Campbell finds it hard to speak to journalists. “Their energy doesn’t visit with you a lot of times.”
Meshake tells us the story of his artistic journey. He grew up with stories, too, sitting around a campfire with his grandmother. “I’d sneak off into the woods and draw pictures on clay paths. That’s how I learned to be an artist. Then the nuns said I’m not supposed to be drawing like this; I have to draw crosses, Christmas trees, candles. I drew so many crosses; I got a golden star for it.”

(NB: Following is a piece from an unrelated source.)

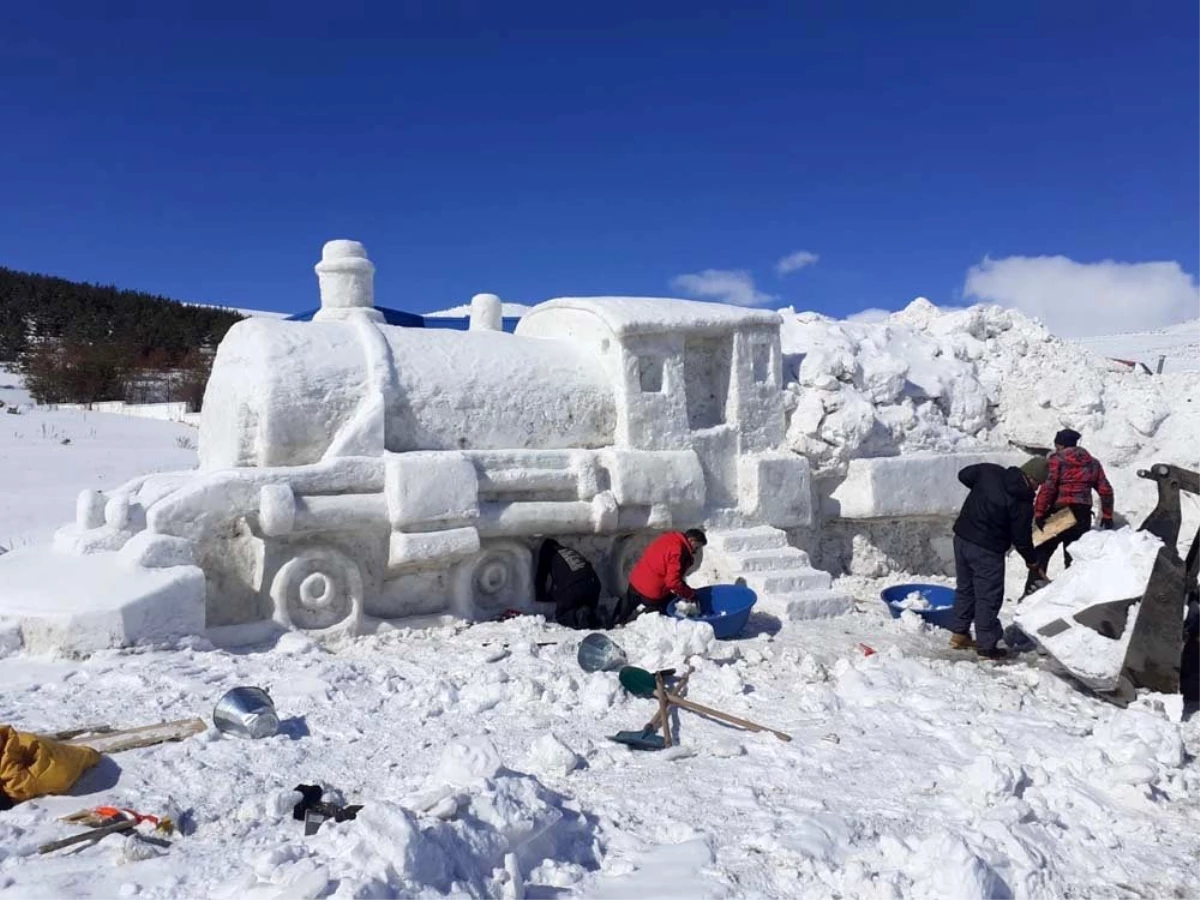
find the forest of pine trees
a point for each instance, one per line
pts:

What I discovered was the more I wrote about my abuse at the Indian residential school, the less pain I feel
Later, discovering Dali and surrealism, led him back “to my own way of painting”.
Along with painting, and flute playing, Meshake writes. “What I discovered was the more I wrote about my abuse at the Indian residential school, the less pain I feel.”
Meshake’s story of his two lives reminds Campbell how the Old Man would sometimes ask her if, in a given moment, she was standing on “your Cree foot or your English foot?”
“If you’re standing on your Cree foot, the mother will always be in your language, but on your English foot, the mother will be gone because English comes from stealing from everybody else; it’s not a pure language of its own.”
English was necessary, however. “You can do something good with it if you learn to use it, but if you don’t, then it will always be your boss.”